Users needed to test Wi-Fi stability on Linksys WRT3200ACM & WRT32X on OpenWrt 21.02

A change in upstream mac80211 causing problems for the out-of-tree mwlwifi doesn't necessarily imply that there'd be an actual bug in mainline linux, it could just as well mean that mwlwifi hasn't been properly adapted to a recent kernel change.

2 Likes

Not sure about WildByDesign specifically, but I know others here have tested it and still had the dropouts: Users needed to test Wi-Fi stability on Linksys WRT3200ACM & WRT32X on OpenWrt 21.02.0-rc4 - #299 by alex77

Yup, that was exactly my intention, based on what you found in your testing. I'll create a new build, (likely r13922), that just contains the mac80211 5.7 upgrade so we can see exactly which commit exhibits the issue.

I'm pretty much done for tonight, so I'll look at creating it sometime tomorrow morning most likely.

Edit: 13922 is up!!: https://openwrt.austindw.com/linksys-wrt/wifi-hang-bisect/r13922/

This is specifically targets this commit:

commit d1100c76b33ff68c6db0f5fa31a26532bdbb15c4 (HEAD)
Author: Hauke Mehrtens <hauke@hauke-m.de>
Date:   Sun Jun 28 14:57:06 2020 +0200

    mac80211: Update to version 5.7.5-1

    The b43 and b43legacy driver now support DRIVER_11W_SUPPORT.

    Signed-off-by: Hauke Mehrtens <hauke@hauke-m.de>
1 Like

@adworacz I just finished testing build r13922 (with mac80211 5.7.5-1 update) and it is a good build. Zero wireless disconnects. Very fast and smooth connection, actually.

I was really worried that build r13922 (with mac80211 5.7.5-1 update) might turn things upside down for our testing and show up with the issue too. But thankfully it did not.

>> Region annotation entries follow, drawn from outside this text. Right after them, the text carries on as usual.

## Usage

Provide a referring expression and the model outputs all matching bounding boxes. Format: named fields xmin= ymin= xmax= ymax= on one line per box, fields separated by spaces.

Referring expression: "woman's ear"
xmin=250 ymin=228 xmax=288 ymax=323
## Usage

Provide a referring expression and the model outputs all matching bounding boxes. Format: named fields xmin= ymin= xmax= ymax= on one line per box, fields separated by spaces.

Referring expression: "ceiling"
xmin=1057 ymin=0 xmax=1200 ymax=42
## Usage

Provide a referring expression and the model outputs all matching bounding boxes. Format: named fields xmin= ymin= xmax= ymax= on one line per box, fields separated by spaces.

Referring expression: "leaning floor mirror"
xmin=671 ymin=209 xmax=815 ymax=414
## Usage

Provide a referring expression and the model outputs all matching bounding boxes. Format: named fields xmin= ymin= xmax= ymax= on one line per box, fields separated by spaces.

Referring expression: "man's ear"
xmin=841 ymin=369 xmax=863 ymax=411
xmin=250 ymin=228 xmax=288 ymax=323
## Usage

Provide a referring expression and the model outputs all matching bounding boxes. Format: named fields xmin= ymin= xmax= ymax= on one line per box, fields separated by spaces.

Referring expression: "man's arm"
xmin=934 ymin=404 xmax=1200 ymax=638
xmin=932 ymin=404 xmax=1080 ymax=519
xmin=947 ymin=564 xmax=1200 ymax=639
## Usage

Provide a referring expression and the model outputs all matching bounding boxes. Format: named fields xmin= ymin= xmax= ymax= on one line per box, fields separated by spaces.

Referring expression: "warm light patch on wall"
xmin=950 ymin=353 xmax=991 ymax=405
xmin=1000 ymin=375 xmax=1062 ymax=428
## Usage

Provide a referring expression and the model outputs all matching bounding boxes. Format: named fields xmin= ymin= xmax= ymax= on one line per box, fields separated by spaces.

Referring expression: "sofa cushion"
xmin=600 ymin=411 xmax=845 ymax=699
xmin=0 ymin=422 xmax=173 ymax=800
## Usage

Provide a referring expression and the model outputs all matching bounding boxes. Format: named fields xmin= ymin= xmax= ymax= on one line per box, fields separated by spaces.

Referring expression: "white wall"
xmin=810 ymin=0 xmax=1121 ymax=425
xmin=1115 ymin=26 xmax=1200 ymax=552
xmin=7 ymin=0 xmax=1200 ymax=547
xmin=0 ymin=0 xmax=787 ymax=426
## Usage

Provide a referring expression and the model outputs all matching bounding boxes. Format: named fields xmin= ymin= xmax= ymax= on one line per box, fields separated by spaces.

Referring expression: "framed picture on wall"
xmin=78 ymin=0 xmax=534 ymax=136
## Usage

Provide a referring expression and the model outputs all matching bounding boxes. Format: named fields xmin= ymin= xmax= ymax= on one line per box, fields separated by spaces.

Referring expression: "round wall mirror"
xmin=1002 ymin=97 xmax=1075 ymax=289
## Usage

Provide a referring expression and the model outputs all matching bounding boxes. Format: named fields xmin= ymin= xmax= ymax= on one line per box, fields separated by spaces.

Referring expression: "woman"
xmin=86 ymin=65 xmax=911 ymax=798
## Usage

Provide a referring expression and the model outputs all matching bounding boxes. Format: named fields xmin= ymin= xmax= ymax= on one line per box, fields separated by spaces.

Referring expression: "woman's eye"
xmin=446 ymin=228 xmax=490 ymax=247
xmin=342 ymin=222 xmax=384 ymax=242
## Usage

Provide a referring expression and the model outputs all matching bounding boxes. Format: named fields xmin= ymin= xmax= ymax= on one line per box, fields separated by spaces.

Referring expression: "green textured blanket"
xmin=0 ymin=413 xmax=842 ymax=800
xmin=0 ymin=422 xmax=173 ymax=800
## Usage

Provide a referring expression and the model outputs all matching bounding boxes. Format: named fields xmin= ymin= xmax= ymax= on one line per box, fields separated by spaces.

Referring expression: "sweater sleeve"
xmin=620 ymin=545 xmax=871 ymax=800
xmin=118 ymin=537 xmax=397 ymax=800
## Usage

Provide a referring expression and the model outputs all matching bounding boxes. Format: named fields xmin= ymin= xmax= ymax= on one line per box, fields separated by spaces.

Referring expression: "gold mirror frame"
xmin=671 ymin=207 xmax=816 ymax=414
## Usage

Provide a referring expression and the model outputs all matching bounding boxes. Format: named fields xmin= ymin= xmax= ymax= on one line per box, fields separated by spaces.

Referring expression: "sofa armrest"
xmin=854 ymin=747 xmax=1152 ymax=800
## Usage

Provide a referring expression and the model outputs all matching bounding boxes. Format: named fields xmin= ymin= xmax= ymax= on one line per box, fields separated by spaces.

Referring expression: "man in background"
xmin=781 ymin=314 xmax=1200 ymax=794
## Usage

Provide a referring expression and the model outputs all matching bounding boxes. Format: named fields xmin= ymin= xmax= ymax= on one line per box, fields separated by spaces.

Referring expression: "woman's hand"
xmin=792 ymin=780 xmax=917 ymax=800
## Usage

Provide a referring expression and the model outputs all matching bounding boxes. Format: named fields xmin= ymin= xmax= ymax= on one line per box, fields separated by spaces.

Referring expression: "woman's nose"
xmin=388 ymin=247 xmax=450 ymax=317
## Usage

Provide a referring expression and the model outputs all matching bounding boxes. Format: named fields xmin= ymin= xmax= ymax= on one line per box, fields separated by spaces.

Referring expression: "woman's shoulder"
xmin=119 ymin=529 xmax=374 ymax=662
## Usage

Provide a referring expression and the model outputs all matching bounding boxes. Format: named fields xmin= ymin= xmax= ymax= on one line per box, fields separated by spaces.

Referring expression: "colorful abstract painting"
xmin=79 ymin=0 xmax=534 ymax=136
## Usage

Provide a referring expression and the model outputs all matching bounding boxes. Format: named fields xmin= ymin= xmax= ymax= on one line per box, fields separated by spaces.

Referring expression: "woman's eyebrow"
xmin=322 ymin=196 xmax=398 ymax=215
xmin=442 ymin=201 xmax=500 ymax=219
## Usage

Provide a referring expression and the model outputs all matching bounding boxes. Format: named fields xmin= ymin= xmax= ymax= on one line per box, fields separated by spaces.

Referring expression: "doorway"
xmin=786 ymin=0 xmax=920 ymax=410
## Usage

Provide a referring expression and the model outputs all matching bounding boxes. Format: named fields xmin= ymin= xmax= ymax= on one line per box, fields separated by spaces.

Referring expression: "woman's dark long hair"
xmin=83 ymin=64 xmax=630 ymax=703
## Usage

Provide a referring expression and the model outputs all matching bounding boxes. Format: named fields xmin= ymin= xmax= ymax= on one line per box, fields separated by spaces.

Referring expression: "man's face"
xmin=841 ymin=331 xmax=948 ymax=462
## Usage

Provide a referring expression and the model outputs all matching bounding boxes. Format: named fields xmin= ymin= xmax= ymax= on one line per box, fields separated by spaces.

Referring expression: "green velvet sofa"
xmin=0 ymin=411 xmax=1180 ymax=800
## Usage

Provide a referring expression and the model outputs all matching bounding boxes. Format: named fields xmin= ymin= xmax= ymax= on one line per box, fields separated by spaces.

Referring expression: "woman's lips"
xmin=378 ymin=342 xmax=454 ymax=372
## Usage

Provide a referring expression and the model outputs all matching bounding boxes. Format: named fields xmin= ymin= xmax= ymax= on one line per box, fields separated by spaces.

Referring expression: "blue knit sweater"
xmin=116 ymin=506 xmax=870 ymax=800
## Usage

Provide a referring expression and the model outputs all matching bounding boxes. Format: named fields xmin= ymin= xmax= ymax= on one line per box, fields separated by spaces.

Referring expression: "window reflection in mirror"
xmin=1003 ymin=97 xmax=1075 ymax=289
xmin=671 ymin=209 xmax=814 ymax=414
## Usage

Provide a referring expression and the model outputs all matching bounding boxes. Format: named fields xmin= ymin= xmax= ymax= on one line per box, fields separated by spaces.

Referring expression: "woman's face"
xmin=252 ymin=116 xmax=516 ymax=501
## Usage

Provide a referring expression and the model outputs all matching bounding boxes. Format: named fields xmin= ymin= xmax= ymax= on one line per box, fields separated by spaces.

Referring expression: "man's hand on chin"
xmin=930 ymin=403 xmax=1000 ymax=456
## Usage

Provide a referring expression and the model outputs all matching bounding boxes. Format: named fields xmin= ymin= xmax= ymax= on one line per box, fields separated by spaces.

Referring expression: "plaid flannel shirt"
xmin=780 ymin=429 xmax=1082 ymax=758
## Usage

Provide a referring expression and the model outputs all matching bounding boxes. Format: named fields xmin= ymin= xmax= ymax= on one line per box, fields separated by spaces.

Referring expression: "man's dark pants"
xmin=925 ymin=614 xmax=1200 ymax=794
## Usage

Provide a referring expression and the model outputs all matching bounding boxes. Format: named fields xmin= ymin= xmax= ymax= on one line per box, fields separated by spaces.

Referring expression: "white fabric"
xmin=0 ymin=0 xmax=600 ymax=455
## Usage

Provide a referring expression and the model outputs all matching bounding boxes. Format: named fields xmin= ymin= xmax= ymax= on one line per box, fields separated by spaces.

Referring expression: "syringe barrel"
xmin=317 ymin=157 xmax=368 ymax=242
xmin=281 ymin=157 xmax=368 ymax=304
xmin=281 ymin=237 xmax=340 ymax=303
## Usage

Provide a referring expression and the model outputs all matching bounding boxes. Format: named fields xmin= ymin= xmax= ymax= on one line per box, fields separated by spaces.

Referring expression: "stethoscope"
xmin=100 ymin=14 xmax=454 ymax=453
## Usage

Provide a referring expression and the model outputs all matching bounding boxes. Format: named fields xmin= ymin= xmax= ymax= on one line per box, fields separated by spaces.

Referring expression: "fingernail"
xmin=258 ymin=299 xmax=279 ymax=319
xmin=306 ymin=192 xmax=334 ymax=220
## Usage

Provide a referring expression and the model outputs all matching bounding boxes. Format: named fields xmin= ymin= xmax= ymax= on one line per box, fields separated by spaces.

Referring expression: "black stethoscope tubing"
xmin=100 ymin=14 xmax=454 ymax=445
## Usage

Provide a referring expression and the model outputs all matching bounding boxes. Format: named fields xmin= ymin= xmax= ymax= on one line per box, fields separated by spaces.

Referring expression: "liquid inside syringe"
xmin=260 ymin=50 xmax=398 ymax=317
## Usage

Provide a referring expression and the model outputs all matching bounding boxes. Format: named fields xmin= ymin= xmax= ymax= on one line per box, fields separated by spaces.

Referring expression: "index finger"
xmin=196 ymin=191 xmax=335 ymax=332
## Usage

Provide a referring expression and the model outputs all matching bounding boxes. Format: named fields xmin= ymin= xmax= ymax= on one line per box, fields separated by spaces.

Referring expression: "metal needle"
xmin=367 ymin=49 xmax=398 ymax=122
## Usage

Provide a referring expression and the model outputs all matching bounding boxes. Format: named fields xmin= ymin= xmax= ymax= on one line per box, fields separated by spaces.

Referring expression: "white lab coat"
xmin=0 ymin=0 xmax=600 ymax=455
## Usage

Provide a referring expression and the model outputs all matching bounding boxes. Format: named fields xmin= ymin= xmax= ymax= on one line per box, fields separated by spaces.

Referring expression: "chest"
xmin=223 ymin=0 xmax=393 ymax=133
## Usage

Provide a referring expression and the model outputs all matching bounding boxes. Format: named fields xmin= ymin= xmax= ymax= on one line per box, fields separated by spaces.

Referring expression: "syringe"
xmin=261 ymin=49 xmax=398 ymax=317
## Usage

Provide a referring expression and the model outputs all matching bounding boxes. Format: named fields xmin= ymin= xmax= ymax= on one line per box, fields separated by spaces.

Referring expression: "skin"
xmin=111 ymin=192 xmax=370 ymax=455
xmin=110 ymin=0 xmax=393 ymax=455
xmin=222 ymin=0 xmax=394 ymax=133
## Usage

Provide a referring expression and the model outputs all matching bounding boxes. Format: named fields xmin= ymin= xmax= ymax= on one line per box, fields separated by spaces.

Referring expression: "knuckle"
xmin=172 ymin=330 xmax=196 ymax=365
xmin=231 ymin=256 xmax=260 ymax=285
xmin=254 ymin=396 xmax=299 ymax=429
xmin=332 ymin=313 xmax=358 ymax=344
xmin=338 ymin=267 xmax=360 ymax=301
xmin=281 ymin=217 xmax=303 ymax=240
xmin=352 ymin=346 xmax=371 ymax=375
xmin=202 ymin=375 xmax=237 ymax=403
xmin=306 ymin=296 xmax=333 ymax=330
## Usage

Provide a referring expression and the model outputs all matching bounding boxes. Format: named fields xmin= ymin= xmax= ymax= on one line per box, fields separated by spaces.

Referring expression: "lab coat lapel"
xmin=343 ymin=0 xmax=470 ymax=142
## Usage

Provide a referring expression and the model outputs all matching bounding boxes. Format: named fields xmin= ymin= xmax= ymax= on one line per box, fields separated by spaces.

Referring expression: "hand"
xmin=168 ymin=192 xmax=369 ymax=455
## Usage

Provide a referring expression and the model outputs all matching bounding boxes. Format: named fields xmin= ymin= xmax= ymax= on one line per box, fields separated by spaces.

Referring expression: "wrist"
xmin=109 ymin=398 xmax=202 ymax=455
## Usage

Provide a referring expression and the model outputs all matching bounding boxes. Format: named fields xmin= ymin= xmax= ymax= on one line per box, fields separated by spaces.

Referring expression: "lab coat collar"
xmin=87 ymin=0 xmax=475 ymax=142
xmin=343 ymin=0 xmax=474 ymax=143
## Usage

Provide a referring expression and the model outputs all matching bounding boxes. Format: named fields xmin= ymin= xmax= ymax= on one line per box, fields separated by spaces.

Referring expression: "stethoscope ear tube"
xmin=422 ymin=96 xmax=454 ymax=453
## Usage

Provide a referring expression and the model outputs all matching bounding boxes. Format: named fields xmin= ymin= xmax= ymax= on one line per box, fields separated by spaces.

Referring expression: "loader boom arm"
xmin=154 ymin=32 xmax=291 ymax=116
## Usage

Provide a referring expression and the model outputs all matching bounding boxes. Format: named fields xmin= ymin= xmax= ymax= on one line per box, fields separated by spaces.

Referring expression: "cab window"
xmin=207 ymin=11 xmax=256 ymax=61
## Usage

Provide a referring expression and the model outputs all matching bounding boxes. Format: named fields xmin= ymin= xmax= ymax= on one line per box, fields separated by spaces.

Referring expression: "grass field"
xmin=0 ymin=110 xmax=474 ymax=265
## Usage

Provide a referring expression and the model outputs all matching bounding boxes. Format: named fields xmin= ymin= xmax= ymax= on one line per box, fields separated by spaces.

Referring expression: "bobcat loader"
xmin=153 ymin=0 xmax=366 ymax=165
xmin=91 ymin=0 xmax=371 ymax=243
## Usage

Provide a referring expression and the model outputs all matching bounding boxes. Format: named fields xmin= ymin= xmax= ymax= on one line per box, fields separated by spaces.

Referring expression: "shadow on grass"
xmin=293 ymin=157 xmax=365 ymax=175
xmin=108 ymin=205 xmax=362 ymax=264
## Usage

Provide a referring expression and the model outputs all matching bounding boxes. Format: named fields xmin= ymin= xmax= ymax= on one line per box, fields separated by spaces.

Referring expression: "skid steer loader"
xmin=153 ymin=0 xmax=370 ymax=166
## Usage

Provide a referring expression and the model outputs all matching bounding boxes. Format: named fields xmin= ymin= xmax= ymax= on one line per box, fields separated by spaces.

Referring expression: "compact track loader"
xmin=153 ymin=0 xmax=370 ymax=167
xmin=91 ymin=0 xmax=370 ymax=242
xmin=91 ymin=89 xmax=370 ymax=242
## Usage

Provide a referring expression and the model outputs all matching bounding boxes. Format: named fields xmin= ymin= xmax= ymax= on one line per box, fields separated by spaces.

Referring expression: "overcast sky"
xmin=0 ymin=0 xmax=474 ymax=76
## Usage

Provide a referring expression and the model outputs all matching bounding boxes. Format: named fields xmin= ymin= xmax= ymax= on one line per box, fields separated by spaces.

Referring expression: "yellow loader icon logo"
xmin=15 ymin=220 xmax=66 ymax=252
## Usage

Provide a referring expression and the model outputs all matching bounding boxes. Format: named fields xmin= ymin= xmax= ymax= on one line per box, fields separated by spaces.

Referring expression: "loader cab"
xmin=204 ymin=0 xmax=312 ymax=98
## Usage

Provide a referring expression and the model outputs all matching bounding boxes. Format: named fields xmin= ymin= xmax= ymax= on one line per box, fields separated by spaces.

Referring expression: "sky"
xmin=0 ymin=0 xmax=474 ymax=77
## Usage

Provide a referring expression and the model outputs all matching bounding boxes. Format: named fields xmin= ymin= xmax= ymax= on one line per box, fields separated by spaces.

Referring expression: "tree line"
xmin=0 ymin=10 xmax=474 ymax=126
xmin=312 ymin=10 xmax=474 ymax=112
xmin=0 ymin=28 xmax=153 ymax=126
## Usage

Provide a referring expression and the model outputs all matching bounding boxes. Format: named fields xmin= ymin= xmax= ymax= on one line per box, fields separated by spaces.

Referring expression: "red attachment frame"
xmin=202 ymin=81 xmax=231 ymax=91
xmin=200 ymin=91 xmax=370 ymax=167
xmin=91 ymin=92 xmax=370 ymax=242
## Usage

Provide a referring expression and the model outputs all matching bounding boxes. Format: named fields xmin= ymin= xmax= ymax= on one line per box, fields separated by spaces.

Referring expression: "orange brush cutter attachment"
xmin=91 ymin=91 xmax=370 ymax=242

The issue is definitely mwlwifi combined with mac80211 5.8 and 5.10. But the fact that mwlwifi is out-of-tree and unmaintained at the moment, this leaves us all in a bad position.

mwlwifi with mac80211 5.7.x is fantastic. But OpenWrt 21.02.x has moved on past mac80211 5.7.x. Unfortunately, I don't know if there is a way to build OpenWrt 21.02.x with mac80211 5.7.x specifically for WRT3200ACM/WRT32X.

3 Likes

You are 100% right with this.

I just wish that it was easier to track down exactly what is happening when it fails.

@hnyman Yes, I have reproduced the issue on 21.02.1 and also on a Master branch build about a week ago.

It is strange how this issue quite literally only affects certain mobile device clients. Particularly, the majority of affected devices are Apple's iPhones and iPads. Only a couple of users mentioned Android devices.

Yet, as far as I know, almost all laptops and desktops avoid this issue entirely.

It can still help a lot in potentially identifying the issue.

Another test would be checking 50f456b46cbae27ed13badfe7b2976cd01b67a57 with kernel 5.4 manually selected and mac80211 downgraded to the last known-good "with mac80211 5.7.5-1 update" - with a little luck that compiles (and works).

1 Like

Just a shot from the hip: 6cd536fe62ef58d7c4eac2da07ab0ed7fd19010d "cfg80211: change internal management frame registration API" might be worth checking in regards to corresponding changes in mwlwifi.

2 Likes

That is a nice idea.
Especially as the commit itself touches Marvell's in-kernel-tree mwifiex driver, and offers an example.

https://git.kernel.org/pub/scm/linux/kernel/git/torvalds/linux.git/commit/drivers/net/wireless/marvell/mwifiex?id=6cd536fe62ef58d7c4eac2da07ab0ed7fd19010d

Probably the similar change needs to be done in mwlwifi, too.

( Ps. That might also explain why wpa3 and optional management frames have been a no-go with wrt3200acm.)

This thread is focused on mwlwifi drivers, that are not used by your device; you will probably get more support if you open a separate thread.

Especially as the commit itself touches Marvell's in-kernel-tree mwifiex driver, and offers an example.

https://git.kernel.org/pub/scm/linux/kernel/git/torvalds/linux.git/commit/drivers/net/wireless/marvell/mwifiex?id=6cd536fe62ef58d7c4eac2da07ab0ed7fd19010d

Probably the similar change needs to be done in mwlwifi, too.

( Ps. That might also explain why wpa3 and optional management frames have been a no-go with wrt3200acm.)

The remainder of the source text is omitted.